Kathryn Colby, MD, PhD, the Elisabeth J. Cohen, MD, Professor and chair in the Department of Ophthalmology, describes an “a-ha” moment that led her to consider removal of Descemet membrane without donor tissue transplant as a possible treatment for Fuchs endothelial corneal dystrophy (FECD). It was 2013, and new research was emerging on the pathophysiology of FECD, as well as anecdotal case reports of corneal clearance in FECD without insertion of donor corneal tissues.

Dr. Colby heard a colleague present at EuCornea on a small series of cases involving deliberate descemetorhexis. Convinced that this strategy should work in FECD, she decided to try it.

In a report in Cornea, Dr. Colby describes how these observations led to the development of her Descemet stripping only (DSO) procedure, its current status, and what successful DSO tells us about the pathophysiology of FECD.

“The corneal world was skeptical when we began discussing our results in 2016,” she says, “but this is a revolution in the surgical treatment of Fuchs disease. It’s been a phenomenal arc from discovery to practice.”

The Role of ROCK Inhibitors

FECD accounts for more than a third of the corneal transplants performed in the United States. For many years, the only transplantation option consisted of penetrating keratoplasty, which carries risk of tissue rejection and blindness. In 2012, endothelial keratoplasty became the most commonly performed keratoplasty procedure, and selective keratoplasty became the primary surgical treatment for FECD.

As clinical evidence mounted for minimally invasive descemetorhexis without keraplasty, the next major advance was a report that a Rho-associated protein kinase (ROCK) inhibitor—ripasudil, approved in Japan as glaucoma therapy—rescued two patients with slow-to-clear FECD.

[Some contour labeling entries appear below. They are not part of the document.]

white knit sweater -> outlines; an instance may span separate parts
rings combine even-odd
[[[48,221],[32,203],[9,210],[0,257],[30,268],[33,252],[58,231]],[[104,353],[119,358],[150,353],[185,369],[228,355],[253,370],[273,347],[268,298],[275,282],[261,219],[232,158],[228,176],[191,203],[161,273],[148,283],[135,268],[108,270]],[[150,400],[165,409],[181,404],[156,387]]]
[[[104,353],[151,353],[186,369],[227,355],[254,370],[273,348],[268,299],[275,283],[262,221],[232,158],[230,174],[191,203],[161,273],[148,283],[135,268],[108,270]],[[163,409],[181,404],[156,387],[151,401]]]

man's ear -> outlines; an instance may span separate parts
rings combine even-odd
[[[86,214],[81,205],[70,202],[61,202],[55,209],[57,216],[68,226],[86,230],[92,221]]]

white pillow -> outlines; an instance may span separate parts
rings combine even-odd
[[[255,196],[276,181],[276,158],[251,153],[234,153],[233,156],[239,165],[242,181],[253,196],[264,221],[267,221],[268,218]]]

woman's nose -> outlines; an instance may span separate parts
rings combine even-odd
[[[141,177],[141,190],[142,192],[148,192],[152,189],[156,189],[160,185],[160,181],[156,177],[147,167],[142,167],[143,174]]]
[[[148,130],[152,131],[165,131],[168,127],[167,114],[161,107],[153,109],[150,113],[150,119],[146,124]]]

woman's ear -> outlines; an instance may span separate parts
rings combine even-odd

“We know that the endothelial cells don’t divide after birth, but this showed that they retain some replicative capability,” Dr. Colby explains.

A Promising Case Series

The DSO procedure pioneered by Dr. Colby combines removing the center part of the cornea’s endothelial layer with the novel application of a ROCK inhibitor to trigger cell migration and regeneration.

“Equipping the body with its own means to heal is always preferable to foreign transplant, and we now understand that endothelial cells do in fact have that capability once damaged cells  are removed,” she says.